Woodford has frequent praise for horror writer H.P. Lovecraft, describing him as a major literary talent ill-treated by the publishing world. Considering that Woodford wrote in 1950, when Lovecraft’s works were almost all out of print and when Lovecraft’s very name would have meant nothing to most critics or academics, this was a remarkable instance of prescience.

In The Loud Literary Lamas of New York Woodford also mentions that Find the Motive was published by Long and Smith because Ray Long was a friend of Woodford’s. Considering Woodford’s abrasive complaints about nepotism in Hollywood and the Old Boy system in New York publishing, this is a remarkable admission.

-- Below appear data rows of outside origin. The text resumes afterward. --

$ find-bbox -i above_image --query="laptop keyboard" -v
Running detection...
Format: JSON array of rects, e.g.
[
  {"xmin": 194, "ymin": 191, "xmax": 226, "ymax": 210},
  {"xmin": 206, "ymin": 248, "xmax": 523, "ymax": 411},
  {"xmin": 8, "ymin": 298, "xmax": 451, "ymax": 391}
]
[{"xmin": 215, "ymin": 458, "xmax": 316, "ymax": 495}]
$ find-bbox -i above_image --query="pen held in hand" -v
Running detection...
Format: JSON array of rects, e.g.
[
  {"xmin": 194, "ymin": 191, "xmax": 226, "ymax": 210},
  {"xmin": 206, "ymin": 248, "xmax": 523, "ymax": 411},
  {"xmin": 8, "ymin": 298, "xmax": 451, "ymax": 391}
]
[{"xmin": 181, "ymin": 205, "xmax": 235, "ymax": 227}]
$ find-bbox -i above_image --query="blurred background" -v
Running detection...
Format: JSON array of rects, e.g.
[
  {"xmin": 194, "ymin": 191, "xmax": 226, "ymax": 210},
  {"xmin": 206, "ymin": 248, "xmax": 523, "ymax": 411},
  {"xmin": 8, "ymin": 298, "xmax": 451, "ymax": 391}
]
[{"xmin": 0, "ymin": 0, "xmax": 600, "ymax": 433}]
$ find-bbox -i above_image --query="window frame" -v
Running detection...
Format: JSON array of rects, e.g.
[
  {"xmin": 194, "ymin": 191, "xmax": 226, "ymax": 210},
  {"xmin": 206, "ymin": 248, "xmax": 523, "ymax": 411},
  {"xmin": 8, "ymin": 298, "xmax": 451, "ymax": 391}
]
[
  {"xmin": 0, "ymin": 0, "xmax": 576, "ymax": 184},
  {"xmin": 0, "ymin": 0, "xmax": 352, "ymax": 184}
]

Late in his life Woodford found himself in trouble with the United States Post Office and wound up facing charges of mail fraud. He felt that he had been betrayed by his sometime business associate, Moses Aaron “Moe” Shapiro. A latent streak of anti-Semitism in Woodford surfaces in this book, a total reversal of Woodford’s former inclusive attitude. Gone was the Chicago schoolboy whose two closest friends were a Jew and a Negro. A harping homophobia is also present in The Loud Literary Lamas of New York. Times change. In Woodford’s day such attitudes were far more accepted than they are by we enlightened moderns living in the Twenty-first Century.

Nobody said that Jack Woodford was perfect, least of all Jack Woodford.

Woodford died in 1971 at the age of 77. A few of his works continue to be reissued from time to time, and used copies are avidly sought by collectors. Curmudgeonly, often right, just as often wrongheaded, he remains always readable and always worth reading.